Navy

Relative alignment system for monitoring the motion of objects in real time

System uses two elements and a tiltmeter to discern between translation and rotation

Photonics Sensors

A scientist at the Naval Research Laboratory has invented a new method for monitoring the motion of a moving object with respect to a stationary object in real time, which has applications for industrial facilities and machines. The patented technology is available via patent license agreement to companies that would make, use, or sell it commercially.

The basic features of the RASNIK technique for the (a) original three-element system and (b) the two-element system

Many industrial fabrication and assembly processes require very high-precision relative alignment of parts. Some systems have employed an alignment technique called RASNIK (Relative Alignment System of the Nikhef Institute), which uses three components to project the image of a finely detailed mask through a lens onto a small digital camera. Any motion in any of the three elements — mask, lens, and camera — will result in a corresponding movement of the projected image on the camera.

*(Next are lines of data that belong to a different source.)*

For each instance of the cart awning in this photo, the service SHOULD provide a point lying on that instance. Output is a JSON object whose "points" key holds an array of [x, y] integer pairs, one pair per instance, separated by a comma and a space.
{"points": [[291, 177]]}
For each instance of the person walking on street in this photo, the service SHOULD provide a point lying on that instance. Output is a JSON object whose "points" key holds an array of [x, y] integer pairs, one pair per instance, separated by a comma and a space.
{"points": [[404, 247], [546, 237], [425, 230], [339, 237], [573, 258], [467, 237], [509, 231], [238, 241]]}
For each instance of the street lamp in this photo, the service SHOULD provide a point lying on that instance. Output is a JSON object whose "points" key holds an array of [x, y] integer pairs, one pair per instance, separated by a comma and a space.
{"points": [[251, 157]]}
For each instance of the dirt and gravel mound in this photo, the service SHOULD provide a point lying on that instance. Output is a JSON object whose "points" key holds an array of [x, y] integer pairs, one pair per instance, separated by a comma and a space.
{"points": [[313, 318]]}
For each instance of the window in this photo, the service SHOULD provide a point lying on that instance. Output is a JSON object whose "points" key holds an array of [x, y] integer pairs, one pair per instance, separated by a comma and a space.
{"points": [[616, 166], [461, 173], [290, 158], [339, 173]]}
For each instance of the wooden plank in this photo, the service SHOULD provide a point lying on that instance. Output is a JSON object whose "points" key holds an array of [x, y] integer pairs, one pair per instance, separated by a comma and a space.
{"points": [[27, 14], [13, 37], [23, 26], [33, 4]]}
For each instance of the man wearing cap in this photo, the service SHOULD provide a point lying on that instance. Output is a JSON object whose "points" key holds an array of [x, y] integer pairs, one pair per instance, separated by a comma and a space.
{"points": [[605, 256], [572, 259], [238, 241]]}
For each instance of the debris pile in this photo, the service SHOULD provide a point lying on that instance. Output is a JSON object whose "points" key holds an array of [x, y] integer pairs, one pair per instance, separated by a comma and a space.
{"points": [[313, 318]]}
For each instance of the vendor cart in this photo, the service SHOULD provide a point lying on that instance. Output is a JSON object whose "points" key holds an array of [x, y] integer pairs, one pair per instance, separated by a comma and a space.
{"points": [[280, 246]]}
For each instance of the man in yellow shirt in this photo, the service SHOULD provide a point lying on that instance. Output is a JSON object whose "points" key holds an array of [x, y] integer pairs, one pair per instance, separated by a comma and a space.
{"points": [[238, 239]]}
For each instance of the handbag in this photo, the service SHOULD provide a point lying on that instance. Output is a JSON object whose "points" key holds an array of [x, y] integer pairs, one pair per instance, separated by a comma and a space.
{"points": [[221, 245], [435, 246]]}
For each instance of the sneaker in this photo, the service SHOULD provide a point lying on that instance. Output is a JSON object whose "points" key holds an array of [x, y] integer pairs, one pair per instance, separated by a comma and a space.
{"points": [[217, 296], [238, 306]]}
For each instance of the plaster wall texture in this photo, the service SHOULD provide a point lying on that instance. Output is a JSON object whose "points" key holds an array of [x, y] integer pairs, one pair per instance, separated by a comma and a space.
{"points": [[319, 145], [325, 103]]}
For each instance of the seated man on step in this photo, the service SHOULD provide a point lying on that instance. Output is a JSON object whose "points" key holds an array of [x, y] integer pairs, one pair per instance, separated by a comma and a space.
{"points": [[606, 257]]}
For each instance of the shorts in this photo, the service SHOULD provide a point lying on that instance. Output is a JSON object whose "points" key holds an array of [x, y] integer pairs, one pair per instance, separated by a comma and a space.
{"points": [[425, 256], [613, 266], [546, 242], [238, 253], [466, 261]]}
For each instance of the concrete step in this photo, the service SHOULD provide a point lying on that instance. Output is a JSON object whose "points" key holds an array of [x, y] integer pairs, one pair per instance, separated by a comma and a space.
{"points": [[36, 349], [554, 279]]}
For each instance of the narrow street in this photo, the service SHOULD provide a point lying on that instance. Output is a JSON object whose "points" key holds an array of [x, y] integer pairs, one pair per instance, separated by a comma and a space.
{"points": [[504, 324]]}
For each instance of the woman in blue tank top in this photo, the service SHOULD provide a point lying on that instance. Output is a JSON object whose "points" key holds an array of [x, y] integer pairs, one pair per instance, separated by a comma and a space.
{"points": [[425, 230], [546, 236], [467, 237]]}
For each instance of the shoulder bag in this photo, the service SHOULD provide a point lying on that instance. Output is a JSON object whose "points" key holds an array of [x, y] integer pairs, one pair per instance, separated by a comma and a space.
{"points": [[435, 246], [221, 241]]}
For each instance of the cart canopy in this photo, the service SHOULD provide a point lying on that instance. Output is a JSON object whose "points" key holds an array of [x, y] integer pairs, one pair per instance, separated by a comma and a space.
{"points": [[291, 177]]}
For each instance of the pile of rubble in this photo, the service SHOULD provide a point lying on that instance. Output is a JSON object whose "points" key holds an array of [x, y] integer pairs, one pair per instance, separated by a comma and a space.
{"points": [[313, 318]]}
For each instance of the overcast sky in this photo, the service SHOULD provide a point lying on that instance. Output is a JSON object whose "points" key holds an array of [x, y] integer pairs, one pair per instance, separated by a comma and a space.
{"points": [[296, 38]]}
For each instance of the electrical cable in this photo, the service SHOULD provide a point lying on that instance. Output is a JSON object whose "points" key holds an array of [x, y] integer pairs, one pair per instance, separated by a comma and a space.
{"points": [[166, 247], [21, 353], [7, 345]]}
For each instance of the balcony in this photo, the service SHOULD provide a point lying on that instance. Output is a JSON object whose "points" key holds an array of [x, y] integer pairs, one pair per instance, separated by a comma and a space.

A Navy researcher has improved on the original RASNIK technique by integrating the mask and lens into a single component, as well as adding a tiltmeter to measure rotational movement. The two-element RASNIK system reduces one movement ambiguity by integrating the mask and lens, while the tiltmeter eliminates the challenge of discerning between pure translations and rotations. The alignment information can be displayed visually in real time, and the system provides good resolution in a low-cost, easily installable package for industrial uses.